Hula reached down, put his hand into his open stomach and said, “It doesn’t hurt as much as I thought it would.”

Wild-eyed, attending medic Albert ‘Al-bone’ Stewart held up the empty morphine syrettes and laughed. “No man, I don’t guess it do. You juiced to fuck’n back. And get your damned dirty hand out of it.”

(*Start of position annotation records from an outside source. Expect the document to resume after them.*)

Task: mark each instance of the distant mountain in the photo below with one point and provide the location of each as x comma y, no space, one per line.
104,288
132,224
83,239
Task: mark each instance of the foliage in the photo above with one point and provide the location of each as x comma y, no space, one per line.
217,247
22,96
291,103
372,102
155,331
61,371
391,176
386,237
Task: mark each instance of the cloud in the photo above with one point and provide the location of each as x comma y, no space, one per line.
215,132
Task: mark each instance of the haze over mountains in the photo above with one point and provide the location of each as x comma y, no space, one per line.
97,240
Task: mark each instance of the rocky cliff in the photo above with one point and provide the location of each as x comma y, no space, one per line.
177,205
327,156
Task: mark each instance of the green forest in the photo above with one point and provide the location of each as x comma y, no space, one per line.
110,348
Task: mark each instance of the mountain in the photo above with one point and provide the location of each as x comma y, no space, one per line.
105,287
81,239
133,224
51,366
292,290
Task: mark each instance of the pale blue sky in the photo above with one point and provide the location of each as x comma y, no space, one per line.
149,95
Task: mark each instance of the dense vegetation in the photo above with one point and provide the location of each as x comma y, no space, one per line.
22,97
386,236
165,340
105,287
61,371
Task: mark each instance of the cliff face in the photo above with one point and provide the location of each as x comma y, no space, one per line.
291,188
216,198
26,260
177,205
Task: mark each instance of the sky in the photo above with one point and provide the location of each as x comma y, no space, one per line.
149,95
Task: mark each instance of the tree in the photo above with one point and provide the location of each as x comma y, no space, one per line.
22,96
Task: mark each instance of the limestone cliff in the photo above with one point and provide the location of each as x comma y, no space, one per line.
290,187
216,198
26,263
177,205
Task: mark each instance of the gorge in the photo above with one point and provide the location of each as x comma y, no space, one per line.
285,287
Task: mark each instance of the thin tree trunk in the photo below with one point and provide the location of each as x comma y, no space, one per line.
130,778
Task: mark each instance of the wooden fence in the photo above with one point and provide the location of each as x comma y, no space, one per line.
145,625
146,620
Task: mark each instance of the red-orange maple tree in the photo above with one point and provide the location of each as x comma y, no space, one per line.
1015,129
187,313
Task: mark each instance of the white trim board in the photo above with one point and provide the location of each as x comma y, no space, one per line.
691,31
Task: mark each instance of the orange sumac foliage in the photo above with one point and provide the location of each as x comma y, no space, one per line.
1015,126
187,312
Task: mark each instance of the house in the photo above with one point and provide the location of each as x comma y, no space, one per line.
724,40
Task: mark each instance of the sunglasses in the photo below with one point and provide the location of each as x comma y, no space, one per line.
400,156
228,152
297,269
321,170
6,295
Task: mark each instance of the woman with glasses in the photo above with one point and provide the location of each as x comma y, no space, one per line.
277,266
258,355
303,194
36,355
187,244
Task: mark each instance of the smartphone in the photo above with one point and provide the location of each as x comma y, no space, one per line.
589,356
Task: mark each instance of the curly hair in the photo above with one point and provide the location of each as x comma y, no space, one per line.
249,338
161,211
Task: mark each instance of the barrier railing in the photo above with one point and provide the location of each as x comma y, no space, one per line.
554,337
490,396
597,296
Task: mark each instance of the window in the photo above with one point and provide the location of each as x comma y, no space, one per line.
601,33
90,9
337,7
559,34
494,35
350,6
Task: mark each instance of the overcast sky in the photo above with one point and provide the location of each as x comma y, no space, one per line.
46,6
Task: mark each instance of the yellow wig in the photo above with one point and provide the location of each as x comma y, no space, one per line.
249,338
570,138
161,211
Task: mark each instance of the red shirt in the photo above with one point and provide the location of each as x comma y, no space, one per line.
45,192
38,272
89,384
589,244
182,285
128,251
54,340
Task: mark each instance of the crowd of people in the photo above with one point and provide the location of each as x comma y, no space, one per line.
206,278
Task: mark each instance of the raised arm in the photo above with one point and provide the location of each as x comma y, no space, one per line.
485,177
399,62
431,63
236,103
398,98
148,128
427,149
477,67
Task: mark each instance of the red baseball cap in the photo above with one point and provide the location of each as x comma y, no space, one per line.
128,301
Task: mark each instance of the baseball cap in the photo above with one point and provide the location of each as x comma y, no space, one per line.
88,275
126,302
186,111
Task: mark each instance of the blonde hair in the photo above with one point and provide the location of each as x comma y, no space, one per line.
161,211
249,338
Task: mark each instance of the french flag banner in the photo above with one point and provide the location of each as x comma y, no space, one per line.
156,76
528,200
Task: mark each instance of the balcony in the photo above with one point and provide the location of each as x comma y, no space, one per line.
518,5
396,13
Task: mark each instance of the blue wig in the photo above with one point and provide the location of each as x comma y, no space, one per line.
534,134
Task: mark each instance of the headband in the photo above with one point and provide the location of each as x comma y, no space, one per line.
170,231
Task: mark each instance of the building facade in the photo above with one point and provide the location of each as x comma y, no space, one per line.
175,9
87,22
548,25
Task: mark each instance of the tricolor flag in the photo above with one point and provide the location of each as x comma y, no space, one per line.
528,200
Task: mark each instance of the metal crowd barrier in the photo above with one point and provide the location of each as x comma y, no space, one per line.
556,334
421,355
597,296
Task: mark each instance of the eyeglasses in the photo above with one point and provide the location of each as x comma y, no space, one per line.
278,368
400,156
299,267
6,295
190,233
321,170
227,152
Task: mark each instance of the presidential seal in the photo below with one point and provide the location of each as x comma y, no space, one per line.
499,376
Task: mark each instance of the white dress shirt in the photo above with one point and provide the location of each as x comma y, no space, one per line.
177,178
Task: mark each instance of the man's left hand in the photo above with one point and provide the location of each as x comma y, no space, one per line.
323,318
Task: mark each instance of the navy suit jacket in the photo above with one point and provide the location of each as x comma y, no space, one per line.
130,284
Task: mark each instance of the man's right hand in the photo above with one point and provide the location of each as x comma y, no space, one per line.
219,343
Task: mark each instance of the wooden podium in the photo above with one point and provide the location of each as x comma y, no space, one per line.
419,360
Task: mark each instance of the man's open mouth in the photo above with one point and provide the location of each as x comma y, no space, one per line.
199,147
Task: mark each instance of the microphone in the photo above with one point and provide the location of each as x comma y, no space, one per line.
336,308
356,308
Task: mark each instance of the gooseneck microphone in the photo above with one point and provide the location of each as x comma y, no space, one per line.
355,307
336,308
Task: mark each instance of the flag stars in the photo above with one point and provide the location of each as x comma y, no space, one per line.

To pass the time Hula thought about snakes. Pit vipers: cottonmouth, copperhead, rattlesnake. Shades of Hula’s youth morphed into scaled-cylinders, fanged-threads colored with chestnut saddles, russet hourglass warnings: poisonous. He thought about Labor Day 1955. Uncle Leonard ate half a lemon ice box pie, sucked down half a case of Pabst Blue Ribbon Beer, and went half a bubble off plumb. He shouted, “Come on boys! We’re going on ourselves a high-boot-long-sleeved-shirt-snake-hunt.” Uncle Leonard wasn’t afraid to take up serpents, not cause he thought God would protect him but cause he didn’t care whether God protected him or not.

Hula tried to tell Al-bone about his Uncle Leonard but when he opened his mouth all that came out was: “Snakes.”

Al-bone said, “Shut up Hula, they ain’t no snakes. Be quiet now. We gone get you back soon.”

Hula felt afraid. He didn’t want to go ‘back’ for more. He tried to get up. “Where you taking me?”

“Evac, man. Hospital. Just try and be still.”

Hula felt hands on him, heard Dickey Richter’s voice: “You want me to tie him?”

“Nah, this’ll shut him up.” Al-bone gave Hula another shot.

Dickey Richter: gunner. Problem since reassignment in Okinawa. Made enemies in the Special Landing Forces, 7th Fleet. Made enemies inside the 9th: “Where’s his rucksack?”

“Can’t you wait till he’s gone?”

“Dead gone?”

“You cold man.”

“Can he hear us?”

“Nah, he don’t hear us.”

“Bastard’s looking at me.”

Hula stared slack-jawed as Dickey Richter rummaged through his rucksack. He stole: a fat bag of grass, bayonet, bug juice, canned peaches, Time Magazine April 9, 1965 with cover – The World According to Peanuts. Dickey Richter also stole pictures that Hula thought were hidden well enough, sewn up in one of the inside flaps: VC swimming in barbed wire, Nagoc Phan giving a peace sign in Phu Bai and Amanda Ford somewhere in Alabama pointing at something in the distance.

Dickey Richter held up Amanda’s photograph and said, “S’at your bird dog Hula?”

Al-bone said, “Go on Dickey, you got enough.”

And that’s when Hula knew what he wanted to do with his life. Number One: If he ever saw Dickey Richter again, he was gone kill him. Number Two: if he ever made it back to the States, he was gone marry Amanda Ford, take the money and land her daddy promised, and build himself a fine hotel and a world-famous reptile themed amusement park: Maison des Reptiles.

He thought the French bit made it sound classy and being classy would surely help a person in the reptile business.